Forse da qui al voto politico una soluzione c’è. Ma non passa tanto dalla legge elettorale (che peraltro appunto non cambierà). Ma dai programmi, e dalla visione strategica: il Pd deve farsi carico di una proposta che tenga insieme la nuova coalizione sul piano sociale, innanzitutto, e che da lì riesca a parlare all’intero Paese.

Idee per l’Italia

Per farlo, a mio giudizio c’è un punto da cui partire: le politiche contro le disuguaglianze, per l’emancipazione, portano a una migliore valorizzazione di ogni cittadino e sono, quindi, anche un fattore di crescita e modernizzazione, per il paese. Anche le politiche ambientali possono diventare una grande leva di innovazione, architrave di un modello di sviluppo incentrato sulla qualità della vita, in cui diritti civili, sociali e ambientali si legano insieme.

Diversi gli esempi possibili. La lotta all’evasione non è un aspetto di modernizzazione del paese, oltre che di equità? E non lo è del resto più in generale una riforma fiscale che riduca il peso delle tasse sul lavoro e sul ceto medio, spostandolo sulla rendita? 

Ma lo è anche, contrariamente a quel che si crede o che si è raccontato finora, contrastare il precariato e tornare a tutelare la dignità dei lavoratori: un lavoro ben retribuito è una spinta alle imprese per innovare, e per competere sulla qualità invece che sui costi; il contrasto al nero e all’illegalità premia gli imprenditori migliori, a scapito dei furbetti. E ancora, investire nell’istruzione, lì dove l’Italia è fanalino di coda dei paesi avanzati: primo ingrediente dell’ascensore sociale, ma anche della crescita (e se vogliamo pure di civismo). E poi: le politiche per l’innovazione, che guidino la transizione energetica e quella digitale, assieme all’Europa; e accanto a esse, tornare a una pubblica amministrazione sugli standard di un paese avanzato, riformata ma anche rinvigorita; e la sanità, pubblica, come un grande settore ad alta formazione, che crea benessere, garantisce diritti sociali e al contempo sta sulla frontiera delle tecnologie più avanzate.
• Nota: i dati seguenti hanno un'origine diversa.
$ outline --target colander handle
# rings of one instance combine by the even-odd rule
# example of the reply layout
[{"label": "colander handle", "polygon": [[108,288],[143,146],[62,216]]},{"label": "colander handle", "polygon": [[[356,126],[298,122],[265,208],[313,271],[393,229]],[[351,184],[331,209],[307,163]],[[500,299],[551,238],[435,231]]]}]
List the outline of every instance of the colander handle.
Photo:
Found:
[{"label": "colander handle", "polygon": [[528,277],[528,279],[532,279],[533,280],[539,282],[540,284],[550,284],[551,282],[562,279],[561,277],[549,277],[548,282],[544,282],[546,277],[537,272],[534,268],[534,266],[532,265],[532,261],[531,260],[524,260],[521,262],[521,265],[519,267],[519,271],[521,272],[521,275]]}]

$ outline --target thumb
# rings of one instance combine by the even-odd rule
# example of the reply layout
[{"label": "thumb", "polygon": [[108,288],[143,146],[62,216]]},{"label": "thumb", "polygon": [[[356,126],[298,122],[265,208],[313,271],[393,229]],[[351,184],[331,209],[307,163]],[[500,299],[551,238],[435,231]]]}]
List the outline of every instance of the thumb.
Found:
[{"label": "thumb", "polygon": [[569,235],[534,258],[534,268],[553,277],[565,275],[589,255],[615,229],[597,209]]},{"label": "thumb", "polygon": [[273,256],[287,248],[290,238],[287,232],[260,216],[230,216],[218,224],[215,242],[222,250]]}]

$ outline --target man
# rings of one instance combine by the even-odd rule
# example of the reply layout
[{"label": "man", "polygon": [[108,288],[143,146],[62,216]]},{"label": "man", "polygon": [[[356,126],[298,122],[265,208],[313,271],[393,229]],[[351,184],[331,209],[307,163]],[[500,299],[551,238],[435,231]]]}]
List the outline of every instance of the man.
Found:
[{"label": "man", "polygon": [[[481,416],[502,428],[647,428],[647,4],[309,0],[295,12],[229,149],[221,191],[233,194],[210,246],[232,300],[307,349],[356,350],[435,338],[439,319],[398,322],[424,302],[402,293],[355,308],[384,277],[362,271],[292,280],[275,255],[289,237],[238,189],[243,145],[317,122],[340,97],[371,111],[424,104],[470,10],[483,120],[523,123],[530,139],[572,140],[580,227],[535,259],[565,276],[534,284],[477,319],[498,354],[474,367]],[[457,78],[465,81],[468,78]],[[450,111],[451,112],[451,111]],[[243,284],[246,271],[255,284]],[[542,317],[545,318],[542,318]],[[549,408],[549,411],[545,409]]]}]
Sono idee condivise ormai da tutte le forze progressiste dell’Occidente. Ma che, nel caso italiano, hanno un valore in più: perché aiutano a fare uscire il paese dal declino, a modernizzarlo, e quindi sono utili a tutti. Se il Pd partirà da questa impostazione, sarà in grado non solo di ricompattare la coalizione, ma anche di tornare a renderla davvero competitiva con il centro-destra, grazie a un messaggio che può entusiasmare e a un’idea chiara e coerente sul futuro dell’Italia. La soluzione c’è. Ed è anche, in fondo, quella alta dell’impegno politico.